Note To Criminals -- Don't Call Tech Support  - thinkingserious
http://arstechnica.com/news.ars/post/20071023-would-be-identity-thief-finds-himself-stumped-without-printer-drivers.html
There are a few things in this world that thieves need to keep in mind in order to run a successful criminal operation. For example, don't take the cash you just stole from one bank to another bank down the street to have it deposited into your account. Don't steal someone's MacBook and take it to the Apple Store Genius Bar the next day to get help with OS X. And finally, don't steal a drivers' license printer from the DMV, only to call up the manufacturer the next day looking for drivers.
======
henning
People who steal computer equipment, and probably just thieves in general,
tend to be pretty dumb.

A friend of mine had his laptop stolen. A few days later, the thief fired up
AOL Instant Messenger on the stolen laptop using my friend's screenname and
started chatting, taunting him and so forth.
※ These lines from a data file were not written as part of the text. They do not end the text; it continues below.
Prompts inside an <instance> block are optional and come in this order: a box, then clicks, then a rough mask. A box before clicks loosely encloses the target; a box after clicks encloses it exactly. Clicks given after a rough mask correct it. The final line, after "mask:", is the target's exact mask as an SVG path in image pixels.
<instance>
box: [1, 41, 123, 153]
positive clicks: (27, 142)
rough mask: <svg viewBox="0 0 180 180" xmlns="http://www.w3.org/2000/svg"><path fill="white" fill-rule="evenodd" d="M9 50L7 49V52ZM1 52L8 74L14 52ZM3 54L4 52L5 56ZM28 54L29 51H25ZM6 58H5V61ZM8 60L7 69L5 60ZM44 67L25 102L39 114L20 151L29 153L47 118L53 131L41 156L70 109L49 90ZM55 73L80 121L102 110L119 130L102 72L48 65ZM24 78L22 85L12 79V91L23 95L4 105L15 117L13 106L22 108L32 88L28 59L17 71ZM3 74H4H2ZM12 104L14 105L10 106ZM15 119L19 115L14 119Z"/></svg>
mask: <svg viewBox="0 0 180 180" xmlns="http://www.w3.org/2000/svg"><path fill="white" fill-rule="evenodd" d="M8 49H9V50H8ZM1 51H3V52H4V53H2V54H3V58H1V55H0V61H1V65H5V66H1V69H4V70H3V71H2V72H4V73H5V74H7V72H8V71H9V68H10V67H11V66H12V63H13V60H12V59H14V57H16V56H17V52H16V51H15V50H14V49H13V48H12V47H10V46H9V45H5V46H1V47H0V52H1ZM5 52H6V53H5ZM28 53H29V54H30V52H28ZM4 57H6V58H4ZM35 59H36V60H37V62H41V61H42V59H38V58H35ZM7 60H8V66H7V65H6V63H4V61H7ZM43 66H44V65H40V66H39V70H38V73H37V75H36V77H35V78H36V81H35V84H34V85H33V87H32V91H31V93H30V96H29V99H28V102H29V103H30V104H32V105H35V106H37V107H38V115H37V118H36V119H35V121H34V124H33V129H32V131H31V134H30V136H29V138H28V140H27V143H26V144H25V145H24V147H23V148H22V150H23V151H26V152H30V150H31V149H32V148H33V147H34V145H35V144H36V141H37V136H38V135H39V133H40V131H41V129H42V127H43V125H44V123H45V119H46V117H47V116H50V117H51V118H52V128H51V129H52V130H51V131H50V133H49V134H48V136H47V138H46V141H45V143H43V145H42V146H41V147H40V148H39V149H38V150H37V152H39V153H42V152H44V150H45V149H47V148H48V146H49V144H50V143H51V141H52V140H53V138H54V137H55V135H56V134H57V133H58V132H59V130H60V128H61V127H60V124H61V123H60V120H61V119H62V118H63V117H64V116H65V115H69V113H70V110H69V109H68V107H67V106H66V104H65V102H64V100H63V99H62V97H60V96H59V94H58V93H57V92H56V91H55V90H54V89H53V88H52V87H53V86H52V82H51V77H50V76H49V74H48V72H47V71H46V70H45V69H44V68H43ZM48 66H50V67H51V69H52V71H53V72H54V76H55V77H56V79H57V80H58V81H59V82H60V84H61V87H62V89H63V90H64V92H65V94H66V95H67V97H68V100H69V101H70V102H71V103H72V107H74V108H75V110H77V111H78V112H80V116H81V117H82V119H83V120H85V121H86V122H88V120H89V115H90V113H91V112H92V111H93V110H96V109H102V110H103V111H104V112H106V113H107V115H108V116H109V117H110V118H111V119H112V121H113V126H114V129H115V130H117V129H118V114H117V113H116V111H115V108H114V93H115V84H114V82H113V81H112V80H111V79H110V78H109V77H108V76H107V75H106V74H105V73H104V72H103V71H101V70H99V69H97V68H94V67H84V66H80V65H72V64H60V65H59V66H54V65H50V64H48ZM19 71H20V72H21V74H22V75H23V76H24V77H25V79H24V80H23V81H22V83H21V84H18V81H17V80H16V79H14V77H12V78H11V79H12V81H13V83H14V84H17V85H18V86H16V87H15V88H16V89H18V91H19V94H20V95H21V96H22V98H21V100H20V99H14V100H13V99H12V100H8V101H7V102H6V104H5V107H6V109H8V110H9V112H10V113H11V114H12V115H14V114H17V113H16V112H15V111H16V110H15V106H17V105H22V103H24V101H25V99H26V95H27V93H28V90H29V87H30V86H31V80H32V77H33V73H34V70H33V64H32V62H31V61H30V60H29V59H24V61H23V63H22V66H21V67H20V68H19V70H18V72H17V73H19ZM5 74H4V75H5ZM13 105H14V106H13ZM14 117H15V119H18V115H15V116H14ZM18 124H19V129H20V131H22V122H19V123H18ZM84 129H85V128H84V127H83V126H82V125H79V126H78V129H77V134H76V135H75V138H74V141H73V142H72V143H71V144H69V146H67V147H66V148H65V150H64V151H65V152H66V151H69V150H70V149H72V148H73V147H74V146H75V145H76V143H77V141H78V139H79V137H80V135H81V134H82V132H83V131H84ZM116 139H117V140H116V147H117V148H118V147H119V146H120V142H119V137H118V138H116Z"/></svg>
Well, my friend called AOL and the police. AOL cooperated, his IP address and
other info was given to the police, the police found out where he was
connecting from, and he was arrested. It turns out he was living in a house
with 4 other people with arrest warrants.

------
cstejerean
Natural selection applies to criminals as well. I'd love to see some sort of
Darwin Awards for stupid criminals.